You can understand scrunching as an economy move. Directional signs would be smaller, saving two whole letters. On a big sign, that could mean hundreds of dollars saved. Forget about whether it conveys meaning quickly — think how many times you've had split seconds driving at 60 miles an hour to figure out what an HOV lane is.
But this wasn't an economy move. Proponents say it's supposed to make downtown edgy. It may wind up making the rest of us edgy, too, when we try to explain to visitors that, no, that sign isn't an error by some illiterate, authorities meant to delete the vowels.
Pray that it's not the start of a local marketing trend. What if the nascent Coconut Grove Business Improvement District decides to follow suit and label that community CoG, playing up its vital role in the machine that is Miami. It would be cute but confusing, because Coral Gables could pull the same CoG trick.

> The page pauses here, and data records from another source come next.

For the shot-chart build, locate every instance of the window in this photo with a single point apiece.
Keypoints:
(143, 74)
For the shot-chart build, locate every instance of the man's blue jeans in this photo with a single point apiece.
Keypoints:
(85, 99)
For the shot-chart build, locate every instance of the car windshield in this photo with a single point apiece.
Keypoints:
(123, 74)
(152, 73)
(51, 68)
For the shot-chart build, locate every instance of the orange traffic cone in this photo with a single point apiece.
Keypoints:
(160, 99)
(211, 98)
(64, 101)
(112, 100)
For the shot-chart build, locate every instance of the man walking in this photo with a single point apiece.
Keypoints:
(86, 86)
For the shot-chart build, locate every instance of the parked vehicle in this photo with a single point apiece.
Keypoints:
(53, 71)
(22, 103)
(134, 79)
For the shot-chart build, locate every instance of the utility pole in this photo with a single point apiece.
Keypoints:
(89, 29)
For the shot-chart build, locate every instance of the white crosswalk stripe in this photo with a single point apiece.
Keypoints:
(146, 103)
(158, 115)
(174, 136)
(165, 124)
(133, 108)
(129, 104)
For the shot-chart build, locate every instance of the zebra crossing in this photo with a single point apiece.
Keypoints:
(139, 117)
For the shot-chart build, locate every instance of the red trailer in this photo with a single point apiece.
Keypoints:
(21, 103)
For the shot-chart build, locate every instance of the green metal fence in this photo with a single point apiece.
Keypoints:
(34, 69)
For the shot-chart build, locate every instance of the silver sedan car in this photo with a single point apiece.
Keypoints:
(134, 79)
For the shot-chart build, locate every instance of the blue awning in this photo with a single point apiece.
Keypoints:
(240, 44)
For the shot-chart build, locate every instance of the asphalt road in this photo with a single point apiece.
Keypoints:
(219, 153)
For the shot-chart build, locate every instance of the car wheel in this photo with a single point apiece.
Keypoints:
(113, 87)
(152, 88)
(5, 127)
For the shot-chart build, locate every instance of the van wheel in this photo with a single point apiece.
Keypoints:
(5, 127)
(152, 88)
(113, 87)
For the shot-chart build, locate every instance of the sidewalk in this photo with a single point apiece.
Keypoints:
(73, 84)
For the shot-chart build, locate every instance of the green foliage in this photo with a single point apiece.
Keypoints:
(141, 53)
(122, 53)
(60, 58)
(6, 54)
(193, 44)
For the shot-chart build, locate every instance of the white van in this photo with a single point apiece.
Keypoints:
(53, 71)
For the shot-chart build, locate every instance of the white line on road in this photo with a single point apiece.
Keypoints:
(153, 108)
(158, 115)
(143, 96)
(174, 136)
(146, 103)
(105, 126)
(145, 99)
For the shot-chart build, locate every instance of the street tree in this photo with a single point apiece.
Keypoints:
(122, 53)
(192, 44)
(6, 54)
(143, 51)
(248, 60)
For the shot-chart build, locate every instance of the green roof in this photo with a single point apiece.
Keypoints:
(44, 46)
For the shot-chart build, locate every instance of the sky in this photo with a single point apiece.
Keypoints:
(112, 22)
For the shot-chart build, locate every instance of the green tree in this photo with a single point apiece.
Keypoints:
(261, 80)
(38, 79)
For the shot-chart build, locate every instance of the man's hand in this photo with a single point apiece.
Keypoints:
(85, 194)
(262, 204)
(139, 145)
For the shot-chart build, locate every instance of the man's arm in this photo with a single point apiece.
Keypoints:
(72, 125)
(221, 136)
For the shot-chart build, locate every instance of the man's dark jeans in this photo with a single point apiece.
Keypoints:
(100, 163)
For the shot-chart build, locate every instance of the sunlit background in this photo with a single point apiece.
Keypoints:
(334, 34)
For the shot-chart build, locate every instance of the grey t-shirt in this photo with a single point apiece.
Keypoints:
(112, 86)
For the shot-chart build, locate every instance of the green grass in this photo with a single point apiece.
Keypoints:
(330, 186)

Or what if the City of Miami as a whole decided to knock out its vowels and link the two remaining letters to get a shorter but sweeter name, M&M.
A letter knockout campaign did work wonders for a city that reached its low point when the I © NY promotion put a smile on the face of the grumpiest New Yorker, though Miami hasn't, to our knowledge, reached the depths of despair that inspired that truncation.
Another great city started moving down the road to shorter and — presumably — edgier spelling almost a century and a half ago, when Chicago Tribune owner Joseph Medill, a member of the Council of the Spelling Reform Association, experimented with simplified spellings.
His grandson, Col. Robert R. McCormick, another Tribune publisher, formalized his own spellings with disastrous consequences. From 1934 to 1975, the Tribune, the city's largest and most influential newspaper, knocked letters out of words thruout (Tribune spelling) the paper, becoming an iland (Trib spelling) of misinformation that should have brought the sherif (Tribtalk) to the scene.
Those of us who read the Tribune as youngsters learned to spell frate (the cargo carried by fraters) like numskulls (Tribunese, too). Altho we made words rime thru our school days, we later discovered that the rest of the world did not adhere to Chicago Tribune style.
Until now. Colonel McCormick would feel right at home going Dwntwn — once he figured out what the sign said.
But pity our visitors from abroad. Whether or not they know The Queen's English, they'd have little idea what a Dwntwn is — but maybe that's the idea. What with a city core under construction and merchants' complaints of filth and overabundant homeless, maybe the hidden idea behind this branding is to camouflage the city's core until the Downtown Development Authority and the city can get things straightened out.
They certainly can't be trying to attract us with confusion, can they?
Or with the implication of a vowel movement, which gives a more-than-regrettable connotation to "going Downtown."